Downloads desired files from Common Crawl data by filetype
usage: cmoncrawl-fetcher.py [-h] -l <limit> -f FILETYPES [FILETYPES ...] [-p NUM_PROCS] -o OUTPUT [-t TOLERANCE]
Python package that downloads files from common crawler's database. An example usage is `cmoncrawl-fetcher.py -l 5 -f jpg png -o out_dir` This'll make it download 5 jpgs and 5 pngs into out_dir
options:
-h, --help show this help message and exit
-l <limit>, --limit <limit>
Number of images per filetype desired
-f FILETYPES [FILETYPES ...], --filetypes FILETYPES [FILETYPES ...]
Desired filetypes to fetch NOTE: check the config file: filetype_config.json, if the desired filetype is in there, make sure the filetype passed in lines up. Put in '*' for all
filetypes
-p NUM_PROCS, --num_procs NUM_PROCS
Number of processes to use, default is 1
-o OUTPUT, --output OUTPUT
Output directory to store downloaded files
-t TOLERANCE, --tolerance TOLERANCE
Number of fails for a given hostname before we ignore this host
Required arguments are the desired file type (input the extension), the output directory, and the number of desired files for each extension.

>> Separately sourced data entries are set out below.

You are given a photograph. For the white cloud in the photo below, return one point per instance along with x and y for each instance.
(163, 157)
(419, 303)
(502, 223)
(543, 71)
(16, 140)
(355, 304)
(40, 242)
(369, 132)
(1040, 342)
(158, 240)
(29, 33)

By default we prioritize those with Content Types that signify the filetype over the extension, we store corresponding content types for file types in filetype_config.json
, we currently support 69 file types.
-
Package installation uses poetry, but this is subject to change in the future.
-
We use git-flow workflows for our development. Depending on the kind of feature you are contributing, create a
hotfix
branch or afeature
branch. Installation instructions are here. -
We also require a pre-commit hook. You can follow the instructions here to install them.
-
You will need to install the hooks in the
yaml
file in the repository using the following command:pre-commit install
.
We've released this project under GPLv3. Check the LICENSE file for more details.